Published Mar 25, 2011 7:17 PM
March 25 is the 100th anniversary of the horrific Triangle Shirtwaist Factory fire, which took the lives of 146 workers, mostly young immigrant women and girls in New York City. This disaster was caused by capitalist greed. The drive to ever increase profits overrode health and safety precautions that could have protected these garment workers.
Massive protests, especially by labor unions, took place after the fire and gained some workplace safety legislation and protections. Yet today, needless deaths in privately owned factories are far from eradicated in the U.S. or in global sweatshops.

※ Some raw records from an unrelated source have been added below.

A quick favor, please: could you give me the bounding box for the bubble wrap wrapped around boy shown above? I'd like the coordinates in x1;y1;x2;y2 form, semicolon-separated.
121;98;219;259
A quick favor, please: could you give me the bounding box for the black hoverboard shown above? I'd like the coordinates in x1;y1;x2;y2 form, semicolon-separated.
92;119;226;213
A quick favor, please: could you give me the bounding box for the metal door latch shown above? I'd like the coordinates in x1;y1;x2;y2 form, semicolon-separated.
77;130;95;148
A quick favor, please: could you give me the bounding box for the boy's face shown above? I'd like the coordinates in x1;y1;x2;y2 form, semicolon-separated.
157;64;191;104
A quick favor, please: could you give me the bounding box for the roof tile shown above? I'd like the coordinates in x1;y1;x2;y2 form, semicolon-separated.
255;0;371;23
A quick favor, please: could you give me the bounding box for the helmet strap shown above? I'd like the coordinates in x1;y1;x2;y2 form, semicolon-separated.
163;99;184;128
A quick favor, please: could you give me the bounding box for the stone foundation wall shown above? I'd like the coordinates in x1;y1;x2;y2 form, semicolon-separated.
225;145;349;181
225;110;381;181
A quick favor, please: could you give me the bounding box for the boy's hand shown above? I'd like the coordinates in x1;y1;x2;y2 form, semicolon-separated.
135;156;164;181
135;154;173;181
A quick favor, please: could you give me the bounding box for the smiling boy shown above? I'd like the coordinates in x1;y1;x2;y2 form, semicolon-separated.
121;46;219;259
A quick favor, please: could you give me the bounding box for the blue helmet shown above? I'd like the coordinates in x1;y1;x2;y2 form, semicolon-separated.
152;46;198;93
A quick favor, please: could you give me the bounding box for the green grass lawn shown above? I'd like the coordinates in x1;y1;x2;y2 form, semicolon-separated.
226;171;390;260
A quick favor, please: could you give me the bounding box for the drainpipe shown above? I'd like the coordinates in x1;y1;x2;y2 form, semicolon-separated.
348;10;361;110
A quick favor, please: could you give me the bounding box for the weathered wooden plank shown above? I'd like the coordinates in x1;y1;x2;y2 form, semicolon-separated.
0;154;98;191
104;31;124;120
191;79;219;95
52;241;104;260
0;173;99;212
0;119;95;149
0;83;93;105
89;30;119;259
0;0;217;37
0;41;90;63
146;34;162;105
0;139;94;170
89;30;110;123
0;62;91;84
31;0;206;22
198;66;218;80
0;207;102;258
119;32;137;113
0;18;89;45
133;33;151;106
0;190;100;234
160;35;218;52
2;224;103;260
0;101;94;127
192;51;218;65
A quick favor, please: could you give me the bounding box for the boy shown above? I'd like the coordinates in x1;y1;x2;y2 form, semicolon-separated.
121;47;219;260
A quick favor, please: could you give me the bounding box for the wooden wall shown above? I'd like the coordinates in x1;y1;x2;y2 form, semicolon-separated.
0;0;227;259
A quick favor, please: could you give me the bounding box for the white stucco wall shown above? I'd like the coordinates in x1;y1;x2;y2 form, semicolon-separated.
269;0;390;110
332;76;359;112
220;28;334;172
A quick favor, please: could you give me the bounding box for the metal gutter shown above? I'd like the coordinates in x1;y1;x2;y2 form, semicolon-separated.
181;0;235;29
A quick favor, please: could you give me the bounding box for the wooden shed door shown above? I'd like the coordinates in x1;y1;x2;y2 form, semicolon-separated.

Capitalist owners still strive to garner maximum profits by squeezing workers’ wages, enforcing long hours, ignoring unsafe working conditions and refusing to pay for improvements, like sprinkler systems, wherever they can get away with it.
Last December, 29 Bangladeshi garment workers were killed in a terrible factory fire in Ashulia near Dhaka. Conditions there were very similar to those at the Triangle factory: The work areas were on high floors; exits and stairs were blocked; fire escapes were nonexistent or inaccessible. The Ha-Meem Group’s factory supplies clothing to superrich Western conglomerates such as Gap Inc., JC Penney and Wal-Mart.
One hundred years after the Triangle fire, it remains true that capitalism is bad for workers’ health. And the reach of imperialist corporations around the globe has only spread workplace dangers to new areas where companies search for cheap labor with no regard for workers’ health or their very lives.
As we join workers around the globe in building support for their struggles against the avaricious corporate owners, let’s remember that they often face the same bosses who exploit workers here at home. It’s high time to hold the capitalists responsible for their crimes.